Ninguém ousava. Norberto, se alguma vez aventurava palavras vagas, respeito às ruínas do palácio quer perguntando se ainda ninguém mexera no entulho, quer indagando quem tomaria posse dos bens dos Monizes, não vingara tirar-lhe resposta animadora de outras perguntas. Um dia porém, o Calvo arrojou-se a cortar direito através de medos e respeitos perguntando ao abade:
- Que será feito da fidalga?
- Que fidalga?
- Da Sr.ª D. Ricardina?
- Essa mulher morreu! Não me fales mais nela se queres continuar nesta casa.
- Morreu! - exclamou Norberto pondo as mãos.
O padre voltou lhe as costas.
O rústico não entendeu o figurado da resposta, e percebeu que D. Ricardina realmente era falecida. Escondeu-se a chorar; mas o ódio ao abade sobrepujava os sentimentos ternos. A índole, naquela hora, propendia-o mais ao sangue do que às lágrimas. Afogueou-lhe por momentos a cabeça o pensamento de vingar Ricardina, cortando os fios da vida ao implacável algoz de tantas pessoas; mas desse crime inútil o salvou a lembrança de Bernardo Moniz, que o esperava em Espanha. No mesmo dia, despediu-se do amo.
- Porque te vais da minha casa? - inquiriu o abade.
- Porque não quero servir mais Vossa Senhoria - respondeu secamente Norberto.
- Um criado que me serviu vinte e seis anos pode deixar-me!.

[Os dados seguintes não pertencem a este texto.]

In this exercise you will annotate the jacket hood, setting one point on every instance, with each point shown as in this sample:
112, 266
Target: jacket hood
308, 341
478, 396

- Perdoará, Sr. Abade; não tenho remédio senão sair.
- Faze o que quiseres. Criados não faltam.
- Bem sei, Sr. Abade.
- Pois se sabes, rua!
- Já cá vou - disse o Calvo, saindo.
Passou por casa da sua mãe, abraçou-a, deu-lhe metade das suas soldadas, e partiu para Espanha. Chegado a Espejo, soube que Paulo de Campos saíra para Oviedo, e deixara secreto recado para ser lá procurado. O aparecimento de espiões portugueses nas fronteiras de Espanha motivara o internar-se nas Astúrias o estudante, deixando o aviso do seu destino a um espanhol liberal que o julgava emigrado político.